Monday, November 5, 2007

Look at this Plavix Rival

Prasugrel outperforms Plavix in study, but has higher risk of bleeding.

"An experimental anticlotting drug from Eli Lilly reduced heart attacks in patients with heart disease by 24 percent compared with Plavix (clopidogrel bisulfate), the current standard treatment," according to study results to be published in the Nov. 15 issue of the New England Journal of Medicine. However, the new treatment, prasugrel, "also increased the risk of severe bleeding compared with Plavix, and quadrupled the risk of fatal bleeding, though the risk was still relatively small."

Plavix and prasugrel "work in the same way, by preventing platelets in the blood from forming clots. But prasugrel is more potent," study results indicate.If the FDA approves the drug, it could be on the market by the end of 2008."

"A three-year study into the new medication found that patients already at a high risk of bleeding could be harmed by taking" it. In addition, the drug's bleeding risk could be fatal in some trial participants, "typically...individuals with a history of strokes, and the elderly."

Dr. Elliott M. Antman, a professor of medicine at Harvard Medical School and colleagues, "randomly chose 13,608 patients at 707 sites in 30 countries," who were given "prasugrel (60 milligrams as a one-time 'loading' dose, followed by a 10-milligram maintenance dose) or Plavix (300 milligrams initially, followed by a daily 75-milligram maintenance dose) for up to 15 months following angioplasty and stenting to open blocked arteries."

During the study, "[o]nly 9.9 percent of participants taking prasugrel died from cardiovascular causes, compared with 12.1 percent of patients taking Plavix, a 19 percent reduction."

Additionally, "Prasugrel was...associated with a lower incidence of stent thrombosis, revascularization and heart attack." However, "the incidence of major bleeding was significantly higher with prasugrel -- 2.4 percent vs. 1.8 percent of patients on Plavix."

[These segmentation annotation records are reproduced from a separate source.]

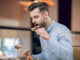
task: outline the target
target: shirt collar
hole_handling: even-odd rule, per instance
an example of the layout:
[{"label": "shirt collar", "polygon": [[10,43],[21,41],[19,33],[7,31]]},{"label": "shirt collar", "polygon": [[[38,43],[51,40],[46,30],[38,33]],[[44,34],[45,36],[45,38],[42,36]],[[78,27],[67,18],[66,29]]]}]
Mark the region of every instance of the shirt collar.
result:
[{"label": "shirt collar", "polygon": [[53,20],[53,21],[51,22],[51,24],[49,25],[49,27],[46,29],[48,32],[51,31],[54,22],[55,22],[55,21]]}]

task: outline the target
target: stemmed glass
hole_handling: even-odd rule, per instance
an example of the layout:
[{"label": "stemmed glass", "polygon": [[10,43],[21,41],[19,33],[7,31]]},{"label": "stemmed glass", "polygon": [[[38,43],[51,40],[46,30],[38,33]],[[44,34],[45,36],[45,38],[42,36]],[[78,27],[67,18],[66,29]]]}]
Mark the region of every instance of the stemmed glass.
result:
[{"label": "stemmed glass", "polygon": [[19,38],[16,38],[16,39],[15,39],[14,47],[15,47],[15,49],[17,50],[17,57],[19,58],[19,51],[20,51],[21,48],[22,48],[22,41],[21,41]]}]

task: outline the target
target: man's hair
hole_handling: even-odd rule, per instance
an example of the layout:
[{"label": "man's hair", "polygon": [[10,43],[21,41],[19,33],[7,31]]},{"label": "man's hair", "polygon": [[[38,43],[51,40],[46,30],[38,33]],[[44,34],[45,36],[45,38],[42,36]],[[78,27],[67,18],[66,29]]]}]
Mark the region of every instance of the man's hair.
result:
[{"label": "man's hair", "polygon": [[39,10],[41,12],[43,11],[48,11],[48,5],[45,2],[36,2],[36,3],[32,3],[29,7],[28,10],[32,11],[35,8],[39,8]]}]

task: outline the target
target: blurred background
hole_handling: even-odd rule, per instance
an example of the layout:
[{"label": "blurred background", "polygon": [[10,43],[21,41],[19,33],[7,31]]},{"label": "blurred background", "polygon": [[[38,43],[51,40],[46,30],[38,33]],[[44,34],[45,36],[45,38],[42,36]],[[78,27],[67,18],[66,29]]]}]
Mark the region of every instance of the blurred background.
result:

Patients like those who experienced bleeding problems during the trial would make up roughly "20 percent of the total population." Dr. Antman pointed out, "For the remaining 80 percent of the patients, which I would say represented eight of 10 patients undergoing stenting, the drug works very well."

Furthermore, among diabetics, who are considered a group at high risk of bleeding complications, "there was no excess bleeding, and a 30 percent reduction in [myocardial infarctions] compared with" Plavix. Roughly "99 percent of patients had percutaneous interventions at the time of [trial] randomization, 94 percent of them with at least one coronary stent, and 47 percent with a drug-eluting stent."

"Several leading cardiologists said they believe the results are strong enough for Lilly to gain...[FDA] approval to market the drug, in part because the overall benefit in the study favored prasugrel over Plavix, the current standard of care." Prasurgel "is intended to treat patients on the verge of a heart attack, and it marks" Eli Lilly's first attempt "to break into the blockbuster heart-drug arena."

Some physicians are optimistic about the drug's future," with many saying that "on balance, the new drug comes out ahead, and offers great promise as a more potent alternative to Plavix, which costs $4 a day and does not work for some patients." Dr. Steven Nissen, of the Cleveland Clinic, who is also "a frequent government adviser," added, "I'm encouraged by the results," and expects that "prasugrel should win Food and Drug Administration approval because it so dramatically cuts non-fatal heart attacks."

"Doctors can sort out who might benefit most from prasugrel, such as diabetics, and who might face too much bleeding risk to use it, like the elderly, people who previously had strokes and those with kidney problems."

"Blood clots have become a major concern among patients given drug-coated stents, because the coating seems to promote clot formation. Some doctors now recommend those patients take Plavix indefinitely." Should prasugrel gain FDA approval, physicians could prescribe it as frequently as Plavix, if not more often.